En otros lugares el paisaje es más franco. (Sylvia Plath)
Nunca pudo comprender que a un inspector de policía le gustase la poesía, esa poesía cursi y romantiquera, hecha a base de piropos y pedazos sueltos de frases hueras que tanto a las chicas le disgusta, salvo a esas muchachas tontas que prefieren ser princesas.
Sólo una vez ensimismado vio bajo el brillo de la luna a un guerrillero limpiar su fusil la víspera de ser acribillado por aquel dictador que se bebía la leche de las nodrizas que por las noches violaba.
Nunca pudo comprender que un jefe de prisiones escribiera sonetos enmarañados de rimas a contrapié en el zaguán de la cárcel, esos endecasílabos engolados, hierba seca que ni a los conejos de alimento les vale.
Sólo una vez, allá por la Cuba colonial, vio a un revolucionario, que tanto para contrarios y amigos, en todo momento, granizara o diluviara, rosas blancas cultivaba.
Nunca pudo comprender que aquel joven que acompasaba sus endechas con acordes de guitarra y violín, y que a todo el mundo encandilaba por su voz y su belleza, comandara al mismo tiempo el pelotón de fusilamiento frente a la tapia de un cementerio agujereado por las balas.

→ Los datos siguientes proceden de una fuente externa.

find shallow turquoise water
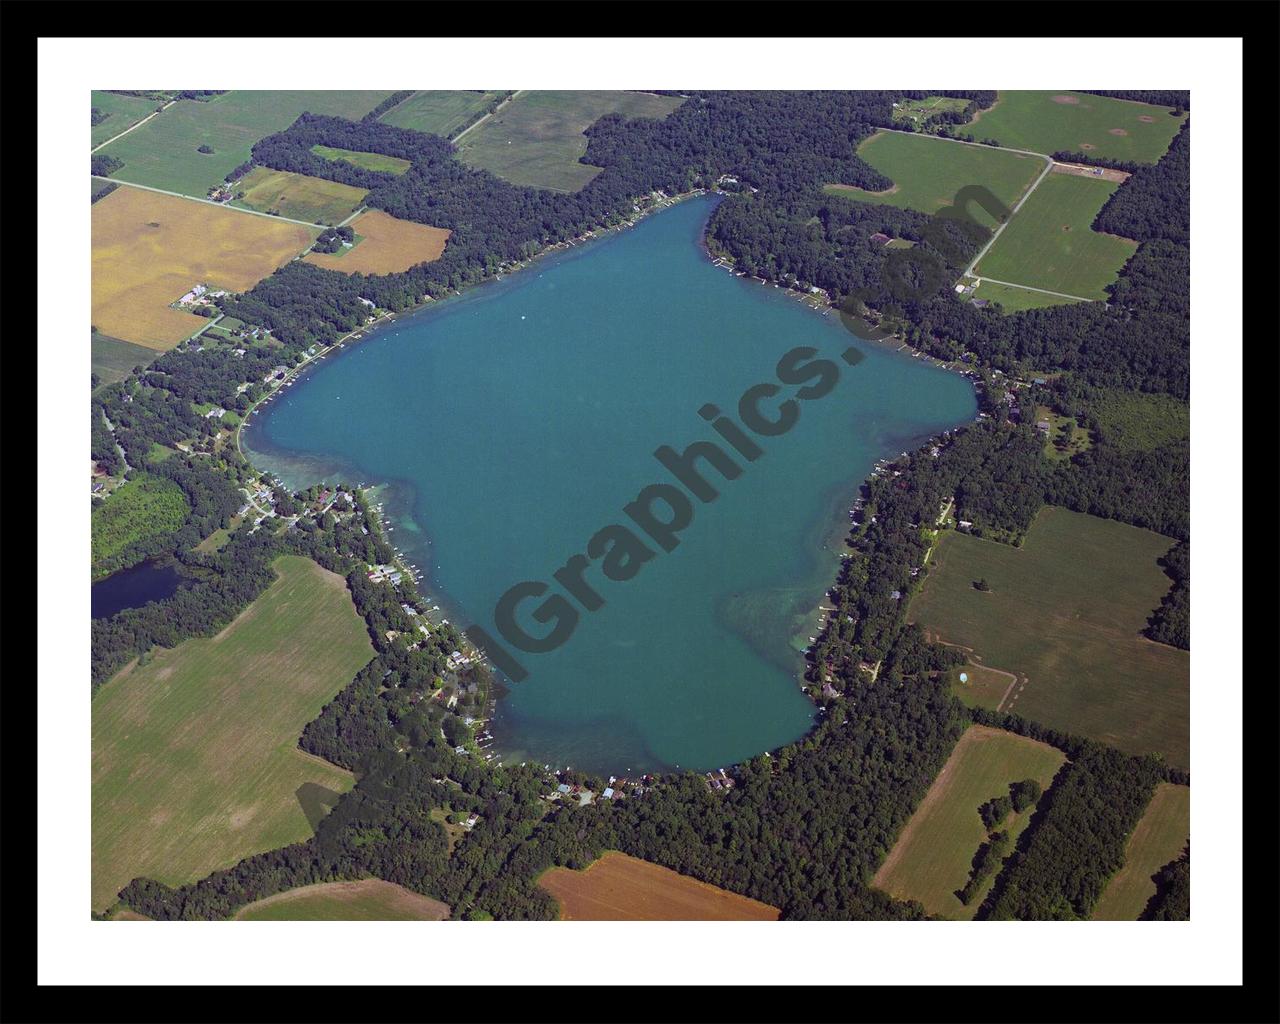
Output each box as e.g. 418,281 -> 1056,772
246,196 -> 976,774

El agua no puede ser fuego que arrasa, ni la poesía, dinamita que mata, -se decía.
Hasta que un día, aquel que nunca entendiera que la muerte y el poema fueran huevos de un mismo nido, encontró a su amiga Sylvia Plath asfixiada por el gas con su cabeza metida en el horno de la cocina.
Un inspector de policía, que viva en La Alcayna, y que se apellide Vivas, seguro que es raro, raro, que no le gustase la poesía.